Yeah, I mean, I would have loved to, but I was on tour, unfortunately.

You didn't see the film for a while after it came out. How long was it?
[Laughs] Yeah, it was a couple of months, at least. Because it started opening at different film festivals, and then, when it opened nationally, I was on tour in Asia. I was absolutely blown away; I had no idea what an amazing experience it was going to turn out to be. Just hearing my drums in a movie theater that loud with the surround sound and those images was really staggering.

This was in New York?
Yeah, I went to one of those 2 o'clock shows where nobody goes ever. The theater was somewhere in Chelsea. But yeah, I wanted to make sure [it] was basically me and my fiancée in the theater, so that we wouldn't have anybody making noise next to us or eating popcorn.

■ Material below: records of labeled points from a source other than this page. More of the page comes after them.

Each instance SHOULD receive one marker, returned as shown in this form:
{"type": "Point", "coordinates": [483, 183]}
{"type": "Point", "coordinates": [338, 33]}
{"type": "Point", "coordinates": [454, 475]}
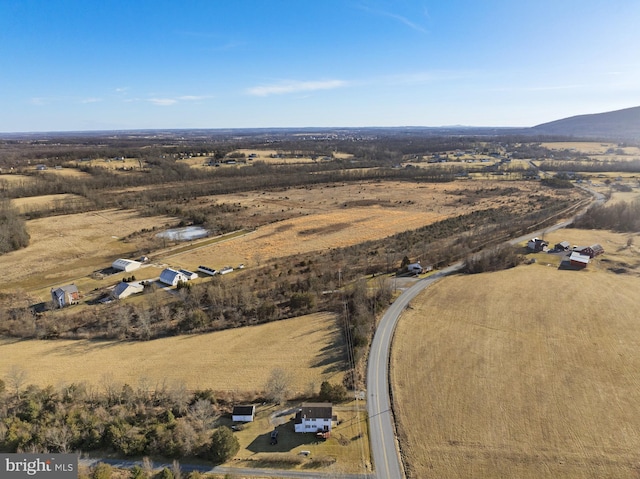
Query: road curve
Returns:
{"type": "Point", "coordinates": [384, 448]}
{"type": "Point", "coordinates": [382, 436]}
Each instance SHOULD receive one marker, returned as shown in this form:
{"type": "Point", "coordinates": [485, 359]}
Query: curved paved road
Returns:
{"type": "Point", "coordinates": [382, 432]}
{"type": "Point", "coordinates": [384, 447]}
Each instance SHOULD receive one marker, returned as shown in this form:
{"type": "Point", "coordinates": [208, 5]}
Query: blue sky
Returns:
{"type": "Point", "coordinates": [112, 64]}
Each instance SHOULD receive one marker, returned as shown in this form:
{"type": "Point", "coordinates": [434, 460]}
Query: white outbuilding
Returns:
{"type": "Point", "coordinates": [172, 277]}
{"type": "Point", "coordinates": [126, 265]}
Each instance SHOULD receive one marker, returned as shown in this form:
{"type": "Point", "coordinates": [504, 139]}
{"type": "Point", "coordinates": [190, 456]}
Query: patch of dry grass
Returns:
{"type": "Point", "coordinates": [16, 180]}
{"type": "Point", "coordinates": [36, 203]}
{"type": "Point", "coordinates": [71, 246]}
{"type": "Point", "coordinates": [309, 348]}
{"type": "Point", "coordinates": [339, 215]}
{"type": "Point", "coordinates": [528, 373]}
{"type": "Point", "coordinates": [589, 147]}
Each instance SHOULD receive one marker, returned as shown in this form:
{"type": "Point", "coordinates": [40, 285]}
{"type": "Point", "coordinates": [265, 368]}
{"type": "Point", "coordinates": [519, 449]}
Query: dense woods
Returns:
{"type": "Point", "coordinates": [161, 420]}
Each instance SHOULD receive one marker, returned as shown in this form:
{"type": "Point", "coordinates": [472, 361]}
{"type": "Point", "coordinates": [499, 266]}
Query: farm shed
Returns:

Whenever I've talked with anyone about the movie, the score has always come up right away. It was such a key part of the success of Birdman, which made it all the more frustrating that it wasn't nominated for an Oscar.
Well, no, I should say: It wasn't that it wasn't nominated; it was eliminated. [Editor's note: Since Sanchez’s work shared screen time with a conventional orchestral score, the Academy deemed it ineligible for contention.] I always say there's a big difference. If it wouldn't have gotten nominated, that's fine, because people vote, and if they don't think it should be nominated, fine—I can't say anything against that. But the fact that it was eliminated from contention so that nobody could vote for it—that's what was so messed-up about this whole thing.

Did you have contact with any Academy people who wanted to vote for it but couldn't?
Yes, and a lot of them said they were very upset, because [the elimination] robbed them of the chance to vote for something different.

Since you've performed the score once before, is there a moment in the film that you’re particularly looking forward to playing along with?
One scene that’s a lot of fun is when Riggan is destroying his dressing room and I’m playing all the hits with the things he’s slamming into the walls. It’s a blast. I go just as nuts as he does.